Ayurveda – die Lehre vom Leben

Ayurveda Stirnöl

Was versteht man unter Ayurveda?

Ayurveda ist die Lehre vom Leben, eine traditionelle indische Heilkunst.  Diese Lehre sieht Gesundheit als einen Zustand der vollkommenen Balance zwischen Körper, Geist und Seele an. Aber auch geistige und körperliche Fitness gehören dazu.

Somit umfasst Ayurveda im Wesentlichen eine gesunde Lebensweise, also Ernährung, Bewegung und gute Gedanken und mit Meditation erreicht man Entspannung, man findet seine Mitte.

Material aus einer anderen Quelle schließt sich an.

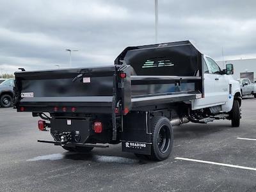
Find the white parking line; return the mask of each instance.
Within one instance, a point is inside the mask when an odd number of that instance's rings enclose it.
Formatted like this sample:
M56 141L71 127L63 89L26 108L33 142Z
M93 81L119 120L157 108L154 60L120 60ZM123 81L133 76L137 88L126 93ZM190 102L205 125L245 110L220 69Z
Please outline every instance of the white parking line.
M256 139L250 139L250 138L236 138L237 140L250 140L250 141L256 141Z
M225 164L225 163L221 163L207 161L203 161L203 160L198 160L198 159L193 159L184 158L184 157L175 157L174 159L179 159L179 160L184 160L184 161L193 161L193 162L197 162L197 163L202 163L212 164L216 164L216 165L220 165L220 166L229 166L229 167L233 167L233 168L239 168L239 169L256 171L255 168L243 166L239 166L239 165L234 165L234 164Z

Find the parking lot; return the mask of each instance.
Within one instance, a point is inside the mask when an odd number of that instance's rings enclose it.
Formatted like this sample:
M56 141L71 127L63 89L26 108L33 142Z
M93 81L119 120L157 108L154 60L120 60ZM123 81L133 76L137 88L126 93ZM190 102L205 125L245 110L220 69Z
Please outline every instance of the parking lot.
M67 152L30 113L0 108L1 191L256 191L256 99L243 100L240 127L228 120L174 128L172 155L139 161L120 145Z

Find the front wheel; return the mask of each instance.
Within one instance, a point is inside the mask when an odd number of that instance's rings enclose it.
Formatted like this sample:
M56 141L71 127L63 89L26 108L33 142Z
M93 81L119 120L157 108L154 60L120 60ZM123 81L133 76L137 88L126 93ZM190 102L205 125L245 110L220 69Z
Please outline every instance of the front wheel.
M0 98L0 105L3 108L9 108L11 106L12 98L9 95L3 95Z
M237 127L240 125L240 108L239 102L237 100L234 100L233 102L233 107L230 111L231 124L234 127Z
M163 161L167 159L172 152L173 134L171 123L166 117L157 116L151 120L152 129L152 145L151 159Z

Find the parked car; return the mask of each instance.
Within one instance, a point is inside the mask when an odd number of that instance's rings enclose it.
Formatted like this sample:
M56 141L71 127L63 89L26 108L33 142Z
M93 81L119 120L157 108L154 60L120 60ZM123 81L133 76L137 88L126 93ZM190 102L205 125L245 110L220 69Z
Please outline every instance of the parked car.
M0 106L11 106L14 96L14 79L8 79L0 83Z
M5 80L6 80L6 79L0 78L0 83L1 83L3 81L4 81Z
M252 95L256 98L256 84L252 83L248 78L238 79L237 81L240 83L242 96Z

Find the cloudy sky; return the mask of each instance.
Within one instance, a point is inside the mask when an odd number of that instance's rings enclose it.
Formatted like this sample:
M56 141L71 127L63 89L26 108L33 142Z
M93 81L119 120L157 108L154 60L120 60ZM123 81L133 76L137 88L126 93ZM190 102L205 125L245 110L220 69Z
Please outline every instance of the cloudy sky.
M256 58L256 1L159 0L159 42L191 40L224 59ZM0 0L0 68L13 72L113 64L154 44L154 0Z

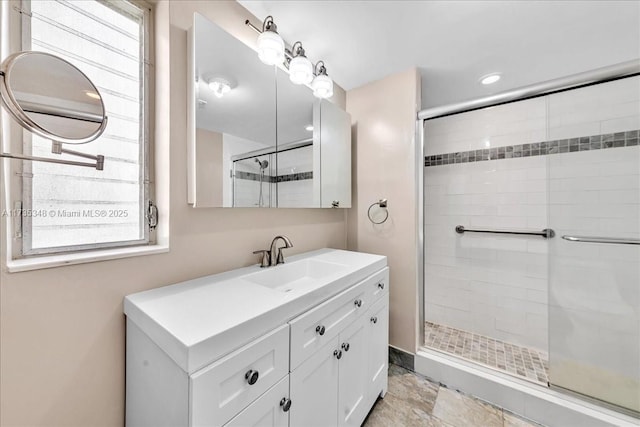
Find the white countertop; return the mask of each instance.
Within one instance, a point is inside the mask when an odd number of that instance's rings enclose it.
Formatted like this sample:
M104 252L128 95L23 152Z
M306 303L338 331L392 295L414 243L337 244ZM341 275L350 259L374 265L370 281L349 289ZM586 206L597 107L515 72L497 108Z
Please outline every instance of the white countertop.
M340 268L313 284L281 292L245 279L267 270L275 273L281 266L254 265L129 295L124 312L183 370L193 373L387 265L381 255L320 249L287 257L284 266L307 259Z

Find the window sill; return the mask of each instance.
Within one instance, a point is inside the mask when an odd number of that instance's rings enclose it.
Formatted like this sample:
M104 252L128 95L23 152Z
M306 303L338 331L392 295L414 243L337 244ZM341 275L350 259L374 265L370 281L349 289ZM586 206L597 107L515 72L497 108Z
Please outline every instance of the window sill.
M7 261L9 273L62 267L65 265L85 264L134 256L154 255L169 252L168 245L135 246L129 248L104 249L78 252L73 254L42 256L37 258L15 259Z

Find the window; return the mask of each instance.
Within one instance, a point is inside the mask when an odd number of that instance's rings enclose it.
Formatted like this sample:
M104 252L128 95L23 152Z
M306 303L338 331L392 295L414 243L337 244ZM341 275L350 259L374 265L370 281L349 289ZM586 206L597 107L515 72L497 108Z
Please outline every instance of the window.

Das ayurvedische Wissen war ursprünglich mündlich überliefert worden und wurde schließlich in Sanskrit niedergeschrieben. Im Sanskrit bedeutet Ayurveda soviel wie „Wissenschaft vom Leben“.

Die Wiege des Ayurveda liegt übrigens in Kerala, Indien.

Vata, Pitta und Kapha

Im Ayurveda unterscheidet man drei Doshas (wörtliche Bedeutung im Sanskrit Fehler,Gebrechen).

Sind diese drei Doshas im Gleichgewicht ist man gesund, sind sie im Ungleichgewicht spricht man hingegen von krank.

  1. Vata ist das Dosha der Bewegung, setzt sich aus den Elementen Äther und Luft zusammen.
  2. Pitta ist das Dosha des Stoffwechsels setzt sich aus den Elementen Feuer und Wasser zusammen.
  3. Kapha ist das Dosha der Körperstruktur, setzt sich aus den Elementen Wasser und Erde zusammen.

Um das Gleichgewicht der drei Doshas zu behalten spielen Ernährung, Meditation und Yoga, um es wieder zu erlangen verschiedene Arten von Behandlungen zusätzlich eine Rolle.

Dabei werden entgiftende und reinigende Verfahren angewendet. Vermutlich ist Ihnen Panchakarma ein Begriff. Wichtig in der Ernährung im Ayurveda sind Gewürze und Kräuter. Eine ausführlichere Erklärung finden Sie auf Wikipedia.

 

Ama und Agni

Diese beiden Begriffe spielen in der ayurvedischen Lehre eine wichtige Rolle.

Unter Ama versteht man die bei uns bekannten Schlacken, also Stoffwechselrückstände im Körper. Sind davon zu viele vorhanden ist man müde und schlapp.

Agni hingegen ist das Verdauungsfeuer. Wenn das gut funktioniert fühlen wir uns gut und fit. Deshalb wird besonderer Wert darauf gelegt, das Agni zu unterstützen. Und um das Verdauungsfeuer anregen zu können werden die schon oben erwähnten Gewürze (Deepana) verwendet. Diese sind teilweise auch bei uns bekannt, obwohl sie nicht so häufig eingesetzt werden. Das wären z.B.: Kurkuma, Koriander, Zimt, Ingwer, Kreuzkümmel, um nur einige zu erwähnen.

Eine gewisse Verbindung zur westlichen Anschauung ist hier, dass es bei uns heißt: der Tod sitzt im Darm, was ja zeigt, wie wichtig die Verdauung ist.

 

Mein persönlicher Tip

Sollten Sie einmal die Möglichkeit haben, in Kerala oder Sri Lanka eine Ayurvedakur zu machen, dann gönnen Sie sich diese! Ein Stirnguss, die Ganzköpermassagen, Nasenreinigung usw. sowie das meiner Meinung nach gute Essen sind einfach herrlich. Man beschäftigt sich wirklich einmal intensiv mit sich, seinem Körper und seinem Wohlbefinden. Sie fühlen sich danach wahrhaftig wie neugeboren!